Cookies and Short-Lived GET Requests
Here is a sequence illustrating how cookies can make GET requests short-lived and useless.
Using a modern browser, through a company’s careers page, I went to a job search site, filled in a search form, and searched for some jobs. There was no registration involved, and I was visiting this for the first time. I browsed through the search results, clicked on a few job listings, and emailed links to some of those to someone else. That other person clicked on those links, and got back this page below.

This is not an obscure site. Per Alexa, this specific site is listed among the top three most popular job search sites in US. So, a number of users must have experienced what this person experienced.
The interesting thing about the link I emailed was that, it seemed to have all the information required to fetch the Job posting. For instance, each link had a query parameter "jobid" which was unique among the results I got.
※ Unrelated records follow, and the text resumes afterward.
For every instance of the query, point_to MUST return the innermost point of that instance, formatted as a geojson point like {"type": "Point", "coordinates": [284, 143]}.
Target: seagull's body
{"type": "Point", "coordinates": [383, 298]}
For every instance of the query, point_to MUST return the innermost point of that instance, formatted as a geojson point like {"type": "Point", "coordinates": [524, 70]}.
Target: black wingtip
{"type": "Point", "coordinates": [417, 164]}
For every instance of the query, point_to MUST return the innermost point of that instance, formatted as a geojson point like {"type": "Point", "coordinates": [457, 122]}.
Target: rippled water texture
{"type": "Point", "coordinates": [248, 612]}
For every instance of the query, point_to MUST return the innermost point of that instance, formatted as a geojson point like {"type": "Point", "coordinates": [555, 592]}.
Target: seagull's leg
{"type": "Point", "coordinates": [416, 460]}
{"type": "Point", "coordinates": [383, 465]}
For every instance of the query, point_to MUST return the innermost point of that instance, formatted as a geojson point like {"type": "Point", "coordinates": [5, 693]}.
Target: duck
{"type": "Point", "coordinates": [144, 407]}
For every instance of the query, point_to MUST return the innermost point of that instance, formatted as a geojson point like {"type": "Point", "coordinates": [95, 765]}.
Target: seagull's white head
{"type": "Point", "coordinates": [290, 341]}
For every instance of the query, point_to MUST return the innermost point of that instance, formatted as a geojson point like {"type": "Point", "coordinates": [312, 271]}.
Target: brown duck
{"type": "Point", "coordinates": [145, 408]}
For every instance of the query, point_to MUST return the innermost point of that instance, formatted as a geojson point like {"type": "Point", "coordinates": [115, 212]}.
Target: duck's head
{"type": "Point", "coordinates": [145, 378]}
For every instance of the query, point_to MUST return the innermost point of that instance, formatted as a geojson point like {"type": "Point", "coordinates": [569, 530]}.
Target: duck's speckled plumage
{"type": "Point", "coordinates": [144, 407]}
So, I expected the code behind the URL to be able to fetch the job detail and construct a page for me, but this did not happen.
Given that the Job ID is part of the URL and that each link was submitted through GET, the author of this particular piece of functionality must have designed it correctly to be idempotent and replayable. But somewhere underneath, the site is creating a cookie or a session when I first visited the site, and is expecting it back on all future requests. And wget confirms it.
302 Object moved Location: cim_NoBrandError.asp?ErrMsg=NoCookie
This explains it. When the career’s page transferred me to this job search site, the job search site must have set a cookie with some ID related to the referrer site, and must be expecting it back on each search result generated. The net result is that this cookie check is making perfectly valid replayable URL short-lived. There are legitimate cases when you want to make GET requests short-lived, e.g. in a banking application, but this specific site does not meet that criteria.



Subbu - searching for a job? I’ll hire you!